The Troika Laundromat supported an Armenian lifestyle magazine started by Gor Nakhapetyan, founding partner of the Moscow School of Management Skolkovo and a former managing director and vice president at Sberbank CIB, a subsidiary of Sberbank.
The print version of the English language magazine ceased production on Aug. 13, 2013, and the company behind it, Ethnopress JSC, no longer exists. However, the magazine still publishes a website available in Armenian, English and Russian under the name Yerevan Productions.
Between February 2008 and August 2011, Yerevan Magazine received US$ 1,148,964 from the Laundromat for printing costs.
In 2013, the magazine donated a painting, the Portrait of the Actress Pastukhova (1955), to the Martiros Sarian House-Museum. The painting had previously been sold to Gotland Industrial Inc. in 2006 for $30,000.

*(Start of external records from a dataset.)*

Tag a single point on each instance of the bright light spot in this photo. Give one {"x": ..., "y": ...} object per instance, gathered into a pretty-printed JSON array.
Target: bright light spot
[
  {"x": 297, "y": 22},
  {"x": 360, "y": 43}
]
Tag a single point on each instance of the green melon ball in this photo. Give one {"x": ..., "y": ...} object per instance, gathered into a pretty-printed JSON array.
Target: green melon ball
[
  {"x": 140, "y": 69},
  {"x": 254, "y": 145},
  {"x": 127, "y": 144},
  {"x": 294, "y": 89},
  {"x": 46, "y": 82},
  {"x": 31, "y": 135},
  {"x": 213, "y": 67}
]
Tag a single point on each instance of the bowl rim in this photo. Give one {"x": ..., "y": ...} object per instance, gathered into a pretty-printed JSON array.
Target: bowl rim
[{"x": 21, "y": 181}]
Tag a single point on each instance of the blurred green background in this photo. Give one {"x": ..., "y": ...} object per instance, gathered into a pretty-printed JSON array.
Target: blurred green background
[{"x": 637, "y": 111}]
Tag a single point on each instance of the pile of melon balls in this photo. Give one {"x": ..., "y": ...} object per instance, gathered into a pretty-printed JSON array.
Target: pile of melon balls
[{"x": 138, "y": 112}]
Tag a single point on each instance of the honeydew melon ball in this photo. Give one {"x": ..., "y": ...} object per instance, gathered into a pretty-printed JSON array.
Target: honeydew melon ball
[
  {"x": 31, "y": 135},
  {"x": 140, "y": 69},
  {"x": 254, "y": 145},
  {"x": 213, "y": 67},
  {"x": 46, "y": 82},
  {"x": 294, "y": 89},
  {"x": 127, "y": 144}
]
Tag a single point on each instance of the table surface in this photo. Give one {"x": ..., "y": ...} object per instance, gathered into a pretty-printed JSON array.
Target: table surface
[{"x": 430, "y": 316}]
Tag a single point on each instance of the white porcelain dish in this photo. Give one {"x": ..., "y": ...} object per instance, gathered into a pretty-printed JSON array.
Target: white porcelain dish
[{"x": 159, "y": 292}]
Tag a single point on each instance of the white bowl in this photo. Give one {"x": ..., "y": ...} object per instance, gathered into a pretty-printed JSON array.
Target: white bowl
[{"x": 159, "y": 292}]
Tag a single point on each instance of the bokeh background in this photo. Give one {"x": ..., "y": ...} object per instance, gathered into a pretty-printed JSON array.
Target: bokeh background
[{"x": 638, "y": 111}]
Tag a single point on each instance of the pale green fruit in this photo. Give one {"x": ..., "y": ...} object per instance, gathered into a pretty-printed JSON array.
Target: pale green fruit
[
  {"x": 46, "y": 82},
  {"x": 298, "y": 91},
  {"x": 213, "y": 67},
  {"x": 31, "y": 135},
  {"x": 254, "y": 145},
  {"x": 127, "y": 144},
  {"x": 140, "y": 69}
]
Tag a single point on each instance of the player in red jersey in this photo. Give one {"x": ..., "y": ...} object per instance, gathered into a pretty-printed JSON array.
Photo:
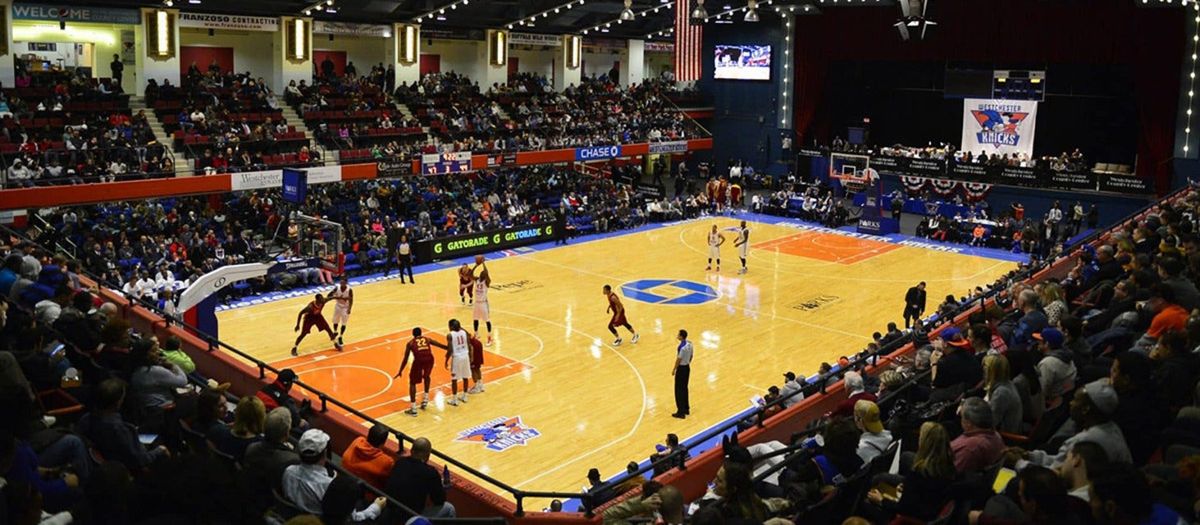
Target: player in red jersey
[
  {"x": 477, "y": 363},
  {"x": 420, "y": 348},
  {"x": 618, "y": 317},
  {"x": 466, "y": 278},
  {"x": 312, "y": 318}
]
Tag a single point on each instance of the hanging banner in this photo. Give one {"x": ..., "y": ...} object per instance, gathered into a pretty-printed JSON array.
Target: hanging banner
[
  {"x": 1003, "y": 127},
  {"x": 229, "y": 22},
  {"x": 75, "y": 13},
  {"x": 342, "y": 28},
  {"x": 532, "y": 38}
]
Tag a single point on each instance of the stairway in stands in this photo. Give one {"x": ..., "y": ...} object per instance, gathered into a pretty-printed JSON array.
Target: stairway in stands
[
  {"x": 294, "y": 119},
  {"x": 183, "y": 164}
]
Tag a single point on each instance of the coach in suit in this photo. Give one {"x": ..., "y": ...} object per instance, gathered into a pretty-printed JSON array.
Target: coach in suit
[
  {"x": 913, "y": 305},
  {"x": 682, "y": 372}
]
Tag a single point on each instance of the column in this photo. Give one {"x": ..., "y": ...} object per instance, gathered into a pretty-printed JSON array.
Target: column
[
  {"x": 567, "y": 62},
  {"x": 7, "y": 70},
  {"x": 633, "y": 65},
  {"x": 493, "y": 68},
  {"x": 406, "y": 53},
  {"x": 293, "y": 52},
  {"x": 157, "y": 46}
]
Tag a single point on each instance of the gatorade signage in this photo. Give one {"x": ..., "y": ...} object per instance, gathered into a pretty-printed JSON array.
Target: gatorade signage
[
  {"x": 486, "y": 242},
  {"x": 597, "y": 152}
]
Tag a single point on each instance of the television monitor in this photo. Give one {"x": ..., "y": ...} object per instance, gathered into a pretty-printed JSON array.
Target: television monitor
[{"x": 742, "y": 62}]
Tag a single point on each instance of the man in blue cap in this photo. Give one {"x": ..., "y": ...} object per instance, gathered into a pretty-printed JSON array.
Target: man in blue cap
[
  {"x": 1056, "y": 368},
  {"x": 952, "y": 361}
]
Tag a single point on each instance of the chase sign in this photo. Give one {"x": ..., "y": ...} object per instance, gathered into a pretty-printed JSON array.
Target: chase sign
[{"x": 597, "y": 152}]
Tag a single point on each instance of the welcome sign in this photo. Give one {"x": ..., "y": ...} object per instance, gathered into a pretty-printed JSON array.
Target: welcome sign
[{"x": 996, "y": 126}]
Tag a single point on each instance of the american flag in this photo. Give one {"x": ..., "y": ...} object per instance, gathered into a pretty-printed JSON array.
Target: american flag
[{"x": 688, "y": 38}]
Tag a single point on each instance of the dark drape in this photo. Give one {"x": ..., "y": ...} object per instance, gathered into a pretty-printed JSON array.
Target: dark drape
[{"x": 1012, "y": 34}]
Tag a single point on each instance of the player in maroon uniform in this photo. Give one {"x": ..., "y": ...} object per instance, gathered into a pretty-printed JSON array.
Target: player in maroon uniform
[
  {"x": 466, "y": 278},
  {"x": 312, "y": 318},
  {"x": 477, "y": 363},
  {"x": 419, "y": 347},
  {"x": 618, "y": 317}
]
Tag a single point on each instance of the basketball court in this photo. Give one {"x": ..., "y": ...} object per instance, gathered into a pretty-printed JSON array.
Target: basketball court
[{"x": 568, "y": 399}]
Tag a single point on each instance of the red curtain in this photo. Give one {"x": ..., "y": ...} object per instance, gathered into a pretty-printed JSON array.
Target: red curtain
[{"x": 1013, "y": 34}]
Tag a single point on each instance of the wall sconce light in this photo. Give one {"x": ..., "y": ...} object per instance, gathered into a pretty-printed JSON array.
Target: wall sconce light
[
  {"x": 498, "y": 47},
  {"x": 298, "y": 43},
  {"x": 407, "y": 44},
  {"x": 573, "y": 44},
  {"x": 160, "y": 34}
]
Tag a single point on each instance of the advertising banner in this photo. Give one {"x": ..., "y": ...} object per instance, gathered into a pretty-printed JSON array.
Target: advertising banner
[
  {"x": 999, "y": 126},
  {"x": 229, "y": 22},
  {"x": 673, "y": 146},
  {"x": 22, "y": 11},
  {"x": 597, "y": 152},
  {"x": 486, "y": 241}
]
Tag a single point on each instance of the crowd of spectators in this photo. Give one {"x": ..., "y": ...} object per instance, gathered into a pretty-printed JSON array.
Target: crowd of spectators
[
  {"x": 1071, "y": 400},
  {"x": 72, "y": 131},
  {"x": 139, "y": 436}
]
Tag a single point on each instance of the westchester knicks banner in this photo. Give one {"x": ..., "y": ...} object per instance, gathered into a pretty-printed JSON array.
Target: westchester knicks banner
[{"x": 999, "y": 126}]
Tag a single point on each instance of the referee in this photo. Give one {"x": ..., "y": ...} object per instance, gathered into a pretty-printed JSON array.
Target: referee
[
  {"x": 405, "y": 259},
  {"x": 682, "y": 372}
]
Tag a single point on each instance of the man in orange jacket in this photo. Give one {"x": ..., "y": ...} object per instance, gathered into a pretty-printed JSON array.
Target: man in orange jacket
[{"x": 366, "y": 458}]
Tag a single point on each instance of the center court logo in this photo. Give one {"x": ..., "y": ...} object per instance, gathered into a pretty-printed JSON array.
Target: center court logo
[{"x": 499, "y": 434}]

On his Facebook page, Nakhapetyan posted photos of former investment banker and entrepreneur Ruben Vardanyan. He also posted photos of Russian President Vladimir Putin at the 2016 International Economic Forum. Nakhapetyan’s vision for the magazine was built around a concept called “Armenia 2020,” in which the country aims to become a competitor in the global marketplace in almost every dimension.
In addition to supporting Nakhapetyan’s magazine, documents show his medical expenses were paid for by Brightwell Capital, another Laundromat company. Avi Medico, a Munich-based medical services company, received $11,697 in 2006.

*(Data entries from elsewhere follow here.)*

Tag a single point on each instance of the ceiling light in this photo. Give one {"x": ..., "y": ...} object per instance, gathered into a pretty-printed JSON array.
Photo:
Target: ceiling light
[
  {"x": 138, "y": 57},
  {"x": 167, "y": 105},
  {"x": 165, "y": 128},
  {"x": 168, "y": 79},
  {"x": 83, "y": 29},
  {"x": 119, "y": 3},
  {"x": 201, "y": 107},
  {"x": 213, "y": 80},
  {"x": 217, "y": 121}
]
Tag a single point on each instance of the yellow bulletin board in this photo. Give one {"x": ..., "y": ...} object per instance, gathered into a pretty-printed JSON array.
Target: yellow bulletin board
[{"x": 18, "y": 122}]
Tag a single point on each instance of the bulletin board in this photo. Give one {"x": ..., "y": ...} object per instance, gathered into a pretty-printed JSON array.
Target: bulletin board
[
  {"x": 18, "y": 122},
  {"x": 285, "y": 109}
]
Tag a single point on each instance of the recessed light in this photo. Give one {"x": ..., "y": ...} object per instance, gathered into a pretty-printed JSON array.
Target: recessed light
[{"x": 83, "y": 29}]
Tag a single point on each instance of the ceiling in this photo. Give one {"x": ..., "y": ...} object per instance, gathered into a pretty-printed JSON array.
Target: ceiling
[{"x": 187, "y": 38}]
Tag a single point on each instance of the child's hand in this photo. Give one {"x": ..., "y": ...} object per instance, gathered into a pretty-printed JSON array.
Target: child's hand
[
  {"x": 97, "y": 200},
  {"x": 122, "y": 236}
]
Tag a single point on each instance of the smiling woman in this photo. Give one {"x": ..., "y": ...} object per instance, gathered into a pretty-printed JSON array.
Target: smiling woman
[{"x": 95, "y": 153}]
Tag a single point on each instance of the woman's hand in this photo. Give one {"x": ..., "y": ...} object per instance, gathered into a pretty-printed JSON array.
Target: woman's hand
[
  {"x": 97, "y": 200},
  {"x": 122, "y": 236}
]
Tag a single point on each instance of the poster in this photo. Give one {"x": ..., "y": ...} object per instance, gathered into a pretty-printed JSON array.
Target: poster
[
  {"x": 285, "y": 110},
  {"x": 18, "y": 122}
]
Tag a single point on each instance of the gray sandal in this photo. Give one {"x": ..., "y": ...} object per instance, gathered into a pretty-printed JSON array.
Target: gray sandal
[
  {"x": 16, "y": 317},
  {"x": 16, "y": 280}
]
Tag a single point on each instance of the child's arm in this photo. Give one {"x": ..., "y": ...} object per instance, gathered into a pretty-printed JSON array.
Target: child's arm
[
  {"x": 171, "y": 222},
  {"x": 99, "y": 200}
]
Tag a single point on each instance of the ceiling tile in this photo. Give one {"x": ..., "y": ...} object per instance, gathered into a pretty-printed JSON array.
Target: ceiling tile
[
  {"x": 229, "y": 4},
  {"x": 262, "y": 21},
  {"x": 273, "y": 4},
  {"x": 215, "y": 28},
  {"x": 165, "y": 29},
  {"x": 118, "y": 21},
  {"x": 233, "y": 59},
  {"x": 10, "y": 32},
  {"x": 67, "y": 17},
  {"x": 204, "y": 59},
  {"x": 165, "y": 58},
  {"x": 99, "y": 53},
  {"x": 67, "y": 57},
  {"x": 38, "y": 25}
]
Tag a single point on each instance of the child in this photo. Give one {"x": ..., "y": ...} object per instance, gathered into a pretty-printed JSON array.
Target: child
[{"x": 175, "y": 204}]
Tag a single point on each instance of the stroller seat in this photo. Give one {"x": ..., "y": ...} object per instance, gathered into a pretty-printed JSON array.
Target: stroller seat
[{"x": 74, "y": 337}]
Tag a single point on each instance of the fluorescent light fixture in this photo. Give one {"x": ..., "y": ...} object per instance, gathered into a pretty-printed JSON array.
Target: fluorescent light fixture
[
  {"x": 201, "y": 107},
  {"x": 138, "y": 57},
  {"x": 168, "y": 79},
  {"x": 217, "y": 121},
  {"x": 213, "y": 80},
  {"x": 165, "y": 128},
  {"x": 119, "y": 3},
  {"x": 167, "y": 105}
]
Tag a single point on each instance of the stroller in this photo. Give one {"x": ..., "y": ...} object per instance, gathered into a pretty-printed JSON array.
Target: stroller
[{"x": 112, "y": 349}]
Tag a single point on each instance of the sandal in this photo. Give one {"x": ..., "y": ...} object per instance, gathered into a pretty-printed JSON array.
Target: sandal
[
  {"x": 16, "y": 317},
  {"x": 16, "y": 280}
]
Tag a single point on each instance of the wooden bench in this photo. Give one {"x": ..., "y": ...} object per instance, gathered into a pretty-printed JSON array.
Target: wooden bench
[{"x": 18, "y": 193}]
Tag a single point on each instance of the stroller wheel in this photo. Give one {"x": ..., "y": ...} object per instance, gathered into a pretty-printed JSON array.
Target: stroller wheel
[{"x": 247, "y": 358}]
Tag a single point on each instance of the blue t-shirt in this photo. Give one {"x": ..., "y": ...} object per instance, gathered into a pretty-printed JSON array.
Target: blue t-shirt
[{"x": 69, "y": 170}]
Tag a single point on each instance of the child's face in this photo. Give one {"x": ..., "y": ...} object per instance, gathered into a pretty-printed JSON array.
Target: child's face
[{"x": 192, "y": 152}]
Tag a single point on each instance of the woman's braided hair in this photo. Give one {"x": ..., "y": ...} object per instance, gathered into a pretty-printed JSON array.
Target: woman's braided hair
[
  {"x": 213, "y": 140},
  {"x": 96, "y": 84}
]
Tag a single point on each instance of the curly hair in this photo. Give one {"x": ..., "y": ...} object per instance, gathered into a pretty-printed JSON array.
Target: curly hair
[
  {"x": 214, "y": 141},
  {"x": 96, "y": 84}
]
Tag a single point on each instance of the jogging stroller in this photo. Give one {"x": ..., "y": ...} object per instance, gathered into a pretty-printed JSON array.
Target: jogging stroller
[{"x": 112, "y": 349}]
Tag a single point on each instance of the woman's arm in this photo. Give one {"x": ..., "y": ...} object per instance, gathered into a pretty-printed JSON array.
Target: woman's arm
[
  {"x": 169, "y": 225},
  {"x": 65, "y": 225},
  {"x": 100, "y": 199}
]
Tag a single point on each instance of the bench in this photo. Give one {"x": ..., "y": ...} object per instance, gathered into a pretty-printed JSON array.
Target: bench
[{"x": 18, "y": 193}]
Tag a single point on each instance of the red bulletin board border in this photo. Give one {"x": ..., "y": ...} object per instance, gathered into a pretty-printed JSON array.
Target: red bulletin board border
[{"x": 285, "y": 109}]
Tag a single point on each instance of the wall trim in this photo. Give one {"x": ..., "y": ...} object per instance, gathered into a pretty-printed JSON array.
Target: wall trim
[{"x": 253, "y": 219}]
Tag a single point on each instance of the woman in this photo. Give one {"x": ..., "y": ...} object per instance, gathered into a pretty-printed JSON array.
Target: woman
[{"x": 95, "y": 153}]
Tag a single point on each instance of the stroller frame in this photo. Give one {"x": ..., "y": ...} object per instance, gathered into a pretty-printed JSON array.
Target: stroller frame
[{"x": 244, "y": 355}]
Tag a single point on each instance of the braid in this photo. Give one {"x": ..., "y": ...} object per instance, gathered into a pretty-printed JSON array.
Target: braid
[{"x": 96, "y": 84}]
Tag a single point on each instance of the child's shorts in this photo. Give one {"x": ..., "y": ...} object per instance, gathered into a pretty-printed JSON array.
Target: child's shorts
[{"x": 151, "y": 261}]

Records also show that Ethnopress’s chief executive officer, Viktoriya Dobrovolskaya, received $250,000 in loans from the Troika Laundromat, $130,000 of which the documents show she repaid.
The company behind the magazine, Ethnopress JSC, was described in documents sent to Lithuania’s now-shuttered Ukio Bankas as a “permanent partner” of Popat Holdings, a key offshore company in the Troika Laundromat that was used to trade shares in Russian energy businesses and which also invested in Vardanyan’s property fund.